Bohemian matrices are just matrices with all entries being integers.
The conjecture states that the number \( a(n) \) of nilpotent matrices with entries in \(\{ 0, 1, 2 \} \) and of dimension \(n \times n \) is equal to the definition of the sequence A188457 of the OEIS.
A nilpotent matrix is a matrix \(A\) such that there exists a natural number \(k\) such that \(A^k = 0\).
According to a recent comment on the OEIS (from February 2021), the sequence A188457 is equal to the number of labeled acyclic \(2\)-multidigraphs with \(n\) vertices.
A digraph is a graph with directed edges and a \(2\)-multidigraph allows for up to \(2\) directed edges with same source and target, i.e. it allows for up to \(2\) parallel edges.

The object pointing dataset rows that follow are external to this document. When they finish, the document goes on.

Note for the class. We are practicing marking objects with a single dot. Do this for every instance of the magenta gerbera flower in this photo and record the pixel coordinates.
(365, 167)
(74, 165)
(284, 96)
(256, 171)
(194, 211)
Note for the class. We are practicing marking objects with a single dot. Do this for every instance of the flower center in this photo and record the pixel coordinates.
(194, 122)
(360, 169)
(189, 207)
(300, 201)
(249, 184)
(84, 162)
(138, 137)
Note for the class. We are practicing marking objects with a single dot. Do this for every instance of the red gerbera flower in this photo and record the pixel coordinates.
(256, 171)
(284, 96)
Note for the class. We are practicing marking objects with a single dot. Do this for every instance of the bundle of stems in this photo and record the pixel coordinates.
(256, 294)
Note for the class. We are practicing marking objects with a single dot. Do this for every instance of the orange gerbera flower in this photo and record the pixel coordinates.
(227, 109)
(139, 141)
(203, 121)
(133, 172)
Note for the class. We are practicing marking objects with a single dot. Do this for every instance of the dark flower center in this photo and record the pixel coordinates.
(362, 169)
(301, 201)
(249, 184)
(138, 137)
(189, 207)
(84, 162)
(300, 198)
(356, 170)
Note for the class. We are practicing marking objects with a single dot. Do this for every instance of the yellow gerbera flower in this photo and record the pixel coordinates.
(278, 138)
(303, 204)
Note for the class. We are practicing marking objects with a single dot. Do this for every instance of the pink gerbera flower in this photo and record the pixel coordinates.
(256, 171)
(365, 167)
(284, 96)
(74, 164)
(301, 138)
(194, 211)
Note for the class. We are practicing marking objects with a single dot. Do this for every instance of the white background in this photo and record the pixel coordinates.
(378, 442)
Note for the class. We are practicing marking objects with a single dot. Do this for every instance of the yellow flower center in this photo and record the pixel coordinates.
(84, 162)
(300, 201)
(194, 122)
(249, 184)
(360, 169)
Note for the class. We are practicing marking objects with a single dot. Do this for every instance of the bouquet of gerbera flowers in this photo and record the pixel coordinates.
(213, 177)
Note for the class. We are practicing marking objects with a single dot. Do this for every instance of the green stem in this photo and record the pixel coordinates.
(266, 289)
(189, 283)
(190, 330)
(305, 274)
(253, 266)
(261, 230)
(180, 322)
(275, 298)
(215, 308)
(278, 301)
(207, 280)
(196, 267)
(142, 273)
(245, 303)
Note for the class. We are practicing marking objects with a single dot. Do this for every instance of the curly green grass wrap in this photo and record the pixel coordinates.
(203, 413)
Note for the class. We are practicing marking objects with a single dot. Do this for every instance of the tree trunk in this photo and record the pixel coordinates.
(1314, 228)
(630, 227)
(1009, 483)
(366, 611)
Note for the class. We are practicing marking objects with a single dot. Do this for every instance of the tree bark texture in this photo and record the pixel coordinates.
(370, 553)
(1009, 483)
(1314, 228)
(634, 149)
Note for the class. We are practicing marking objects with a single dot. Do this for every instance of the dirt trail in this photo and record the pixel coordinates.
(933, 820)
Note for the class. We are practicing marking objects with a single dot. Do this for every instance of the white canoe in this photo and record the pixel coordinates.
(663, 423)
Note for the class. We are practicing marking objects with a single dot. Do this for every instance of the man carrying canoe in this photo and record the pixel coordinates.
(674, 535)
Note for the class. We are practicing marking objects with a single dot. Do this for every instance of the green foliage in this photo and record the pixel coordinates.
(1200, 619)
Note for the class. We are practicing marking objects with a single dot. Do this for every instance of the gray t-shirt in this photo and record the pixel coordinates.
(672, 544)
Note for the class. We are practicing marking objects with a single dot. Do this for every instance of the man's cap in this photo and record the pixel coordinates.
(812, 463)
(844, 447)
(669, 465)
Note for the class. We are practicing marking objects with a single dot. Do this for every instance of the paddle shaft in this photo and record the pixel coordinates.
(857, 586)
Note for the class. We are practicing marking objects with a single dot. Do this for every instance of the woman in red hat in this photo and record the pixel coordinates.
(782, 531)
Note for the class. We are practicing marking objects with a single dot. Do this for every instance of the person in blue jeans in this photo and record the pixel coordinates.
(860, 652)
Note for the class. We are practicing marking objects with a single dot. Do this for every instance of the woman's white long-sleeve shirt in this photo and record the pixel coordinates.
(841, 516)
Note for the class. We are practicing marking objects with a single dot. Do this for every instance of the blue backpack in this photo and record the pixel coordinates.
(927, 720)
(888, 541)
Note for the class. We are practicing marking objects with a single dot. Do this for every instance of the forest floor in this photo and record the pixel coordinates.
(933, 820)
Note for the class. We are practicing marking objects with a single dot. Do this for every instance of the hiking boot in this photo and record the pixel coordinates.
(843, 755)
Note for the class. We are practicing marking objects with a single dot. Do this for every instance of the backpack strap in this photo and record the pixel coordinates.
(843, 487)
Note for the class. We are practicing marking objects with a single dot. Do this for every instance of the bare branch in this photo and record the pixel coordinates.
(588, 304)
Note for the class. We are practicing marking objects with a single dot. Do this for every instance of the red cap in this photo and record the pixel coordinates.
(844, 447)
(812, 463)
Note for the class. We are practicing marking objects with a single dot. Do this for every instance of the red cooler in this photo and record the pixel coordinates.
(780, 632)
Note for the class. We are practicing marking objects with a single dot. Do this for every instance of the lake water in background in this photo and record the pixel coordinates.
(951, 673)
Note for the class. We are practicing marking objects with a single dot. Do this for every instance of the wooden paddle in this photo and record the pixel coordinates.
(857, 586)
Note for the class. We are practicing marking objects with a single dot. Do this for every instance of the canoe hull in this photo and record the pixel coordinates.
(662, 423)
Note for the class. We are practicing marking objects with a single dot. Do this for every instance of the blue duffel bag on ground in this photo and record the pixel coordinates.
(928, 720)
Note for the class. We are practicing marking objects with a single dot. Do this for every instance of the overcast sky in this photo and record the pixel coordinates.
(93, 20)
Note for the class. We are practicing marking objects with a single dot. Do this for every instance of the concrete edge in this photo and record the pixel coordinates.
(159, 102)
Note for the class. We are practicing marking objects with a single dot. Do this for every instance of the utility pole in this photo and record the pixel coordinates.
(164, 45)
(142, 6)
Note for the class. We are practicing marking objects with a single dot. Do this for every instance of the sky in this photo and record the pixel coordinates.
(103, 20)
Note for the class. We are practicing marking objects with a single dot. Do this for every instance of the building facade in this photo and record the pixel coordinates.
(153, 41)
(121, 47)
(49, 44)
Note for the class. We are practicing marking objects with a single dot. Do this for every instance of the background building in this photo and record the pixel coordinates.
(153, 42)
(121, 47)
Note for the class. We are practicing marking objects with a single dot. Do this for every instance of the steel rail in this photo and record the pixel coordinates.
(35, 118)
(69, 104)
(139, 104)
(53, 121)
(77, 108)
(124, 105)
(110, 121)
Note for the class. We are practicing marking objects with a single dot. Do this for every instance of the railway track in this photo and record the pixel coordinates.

To prove the conjecture, we prove a bijective correspondence between nilpotent matrices with entries in \(\{0, 1, \dots, p \}\) and of dimension \(n \times n\) on the one hand and labeled acyclic \(p\)-multidigraphs with \(n\) vertices on the other hand. Conjecture \(6\) is then covered by the special case \(p = 2\).
The correspondence which we want to prove is given by adjacency matrices and we can see that as follows: Let \(A\) be an adjacency matrix of a \(p\)-multidigraph \(D\) whose vertices are labeled with the numbers \(1, \dots, n\).
A \(p\)-multidigraph corresponds to an adjacency matrix with entries in \(\{ 0, 1, \dots, p \}\).
Now, consider a natural power \(A^k\). The entry with indices \((i, j)\) of \(A^k\) counts the number of walks from \(i\) to \(j\) with exactly \(k\) steps (proof).
So \(A\) is nilpotent if and only if the corresponding multidigraph, \(D\), doesn’t contain any walks for some fixed length \(K \in \mathbb{N}\). But this is equivalent to the multidigraph, \(D\), being acyclic which finishes the proof.
Note that the special case \(p=1\) of our proof also covers Conjecture 1 on the same website.